In Zeiten selbstlernender Algorithmen, schneller Quantencomputer, eingebauter Backdoors und umfassender Überwachung werden solche Regime in Sachen Spionage einen entscheidenden Vorteil gegenüber westlichen, offenen Demokratien nützen können. Sie scheren sich nicht um die Privatsphäre ihrer Bürger oder Gesetze, die den Informationsfluss an ihre Geheimdienste behindern könnten. Westliche Spione haben es deshalb ungleich schwerer als ihre Branchenkollegen aus China oder Russland.

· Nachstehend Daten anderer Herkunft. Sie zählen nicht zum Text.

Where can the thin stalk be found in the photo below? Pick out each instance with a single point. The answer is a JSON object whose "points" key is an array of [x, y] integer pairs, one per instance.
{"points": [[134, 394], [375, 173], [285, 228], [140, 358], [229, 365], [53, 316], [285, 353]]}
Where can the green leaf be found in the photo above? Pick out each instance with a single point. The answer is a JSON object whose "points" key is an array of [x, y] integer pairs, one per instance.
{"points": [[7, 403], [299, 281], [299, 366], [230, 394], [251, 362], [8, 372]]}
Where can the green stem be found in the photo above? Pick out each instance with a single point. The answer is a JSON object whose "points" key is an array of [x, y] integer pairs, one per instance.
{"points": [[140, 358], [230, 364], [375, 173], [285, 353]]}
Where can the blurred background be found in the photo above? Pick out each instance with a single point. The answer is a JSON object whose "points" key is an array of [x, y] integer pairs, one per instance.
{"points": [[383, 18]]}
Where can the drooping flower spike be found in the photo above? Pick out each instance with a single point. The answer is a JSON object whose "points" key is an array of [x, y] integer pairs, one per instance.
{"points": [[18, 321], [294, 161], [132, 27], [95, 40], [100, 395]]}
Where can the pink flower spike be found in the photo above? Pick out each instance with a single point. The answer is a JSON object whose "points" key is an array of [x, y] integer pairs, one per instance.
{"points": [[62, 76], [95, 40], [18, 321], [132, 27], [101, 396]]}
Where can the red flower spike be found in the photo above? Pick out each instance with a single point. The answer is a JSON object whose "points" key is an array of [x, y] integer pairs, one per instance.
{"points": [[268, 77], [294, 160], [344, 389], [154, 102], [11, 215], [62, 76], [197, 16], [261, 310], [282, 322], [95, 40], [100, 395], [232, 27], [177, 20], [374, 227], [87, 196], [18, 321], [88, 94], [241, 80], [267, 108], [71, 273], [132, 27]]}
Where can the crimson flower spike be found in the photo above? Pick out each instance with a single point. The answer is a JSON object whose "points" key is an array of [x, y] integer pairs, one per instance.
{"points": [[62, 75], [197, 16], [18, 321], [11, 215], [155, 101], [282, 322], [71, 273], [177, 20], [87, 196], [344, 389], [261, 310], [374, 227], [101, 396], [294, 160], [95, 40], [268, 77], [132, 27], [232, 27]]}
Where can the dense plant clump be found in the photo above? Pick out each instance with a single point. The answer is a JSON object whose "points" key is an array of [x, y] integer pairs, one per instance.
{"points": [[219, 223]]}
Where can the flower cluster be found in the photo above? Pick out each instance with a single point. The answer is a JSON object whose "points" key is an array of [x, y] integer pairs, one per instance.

Starke Spionagefähigkeiten

Westliche Spione, die sich in China nahe einer Bar mit vielen US-Bürgern aufhalten, plötzlich Interesse für Onlinegaming – Chats sind ein beliebter Ort zum Austausch von Infos – zeigen oder verdächtigen Mobilfunkverkehr aufweisen, werden von den Algorithmen erkannt und genauer beobachtet. Verdecktes Einreisen von Spionen nach China ist seit der Gesichtserkennungssoftware ohnehin passé. Wenn Europäer hingegen (zu Recht) gegen den Einsatz der Software im eigenen Land protestieren, jubilieren Chinas Geheimdienste. Sie nützen schamlos alle Vorteile einer freien Gesellschaft.

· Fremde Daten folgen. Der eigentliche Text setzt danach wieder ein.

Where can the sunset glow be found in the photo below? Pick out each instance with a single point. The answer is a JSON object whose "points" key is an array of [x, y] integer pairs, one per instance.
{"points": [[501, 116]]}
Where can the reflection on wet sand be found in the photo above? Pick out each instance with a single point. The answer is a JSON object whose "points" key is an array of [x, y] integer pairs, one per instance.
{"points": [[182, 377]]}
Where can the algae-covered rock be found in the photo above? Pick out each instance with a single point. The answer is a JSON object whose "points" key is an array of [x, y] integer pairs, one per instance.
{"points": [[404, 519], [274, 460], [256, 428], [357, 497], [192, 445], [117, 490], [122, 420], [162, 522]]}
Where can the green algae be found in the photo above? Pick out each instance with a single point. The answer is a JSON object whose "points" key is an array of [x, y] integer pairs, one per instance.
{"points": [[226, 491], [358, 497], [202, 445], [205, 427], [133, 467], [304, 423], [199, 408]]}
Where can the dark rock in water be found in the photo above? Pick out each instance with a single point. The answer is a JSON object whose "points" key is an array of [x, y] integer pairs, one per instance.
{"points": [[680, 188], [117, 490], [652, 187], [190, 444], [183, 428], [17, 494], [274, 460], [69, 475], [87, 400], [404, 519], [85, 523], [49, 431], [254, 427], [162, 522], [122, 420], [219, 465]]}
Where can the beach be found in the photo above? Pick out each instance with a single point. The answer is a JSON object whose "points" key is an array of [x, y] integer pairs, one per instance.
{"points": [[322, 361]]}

Gleichzeitig verschwimmt das Feld der Spionage zusehends. Konnten früher Spione und Kombattanten noch klar unterschieden und entsprechend behandelt werden, so wird es künftig immer schwieriger, einzuschätzen, welche Motive hinter bestimmten Tätigkeiten stecken. Stammen russische Spuren auf heimischen Servern von gelangweilten Technikfreaks, einer staatlich gelenkten Hackergruppe oder doch nur von herkömmlichen Spionen? War es vielleicht ein waschechter Cyberangriff, der Vergeltungsangriffe – auch mit konventionellen Waffen – zur Folge haben könnte?

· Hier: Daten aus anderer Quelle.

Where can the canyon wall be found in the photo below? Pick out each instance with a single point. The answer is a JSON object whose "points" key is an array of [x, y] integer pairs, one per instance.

Um dies im Zweifelsfall korrekt zu beurteilen, müssen die eigenen Cyber- und Spionagefähigkeiten – in diesem Falle jene der EU – stark sein. Das müsste allerspätestens seit dem Auffliegen der Snowden-Leaks der Konsens aller Mitgliedsstaaten sein. Wer darauf verzichtet, sich adäquat gegen die neuen Formen von elektronischer Spionage und Cyberangriffen zu schützen, droht in Sicherheitsfragen ins Hintertreffen zu geraten. (Fabian Sommavilla, 13.2.2020)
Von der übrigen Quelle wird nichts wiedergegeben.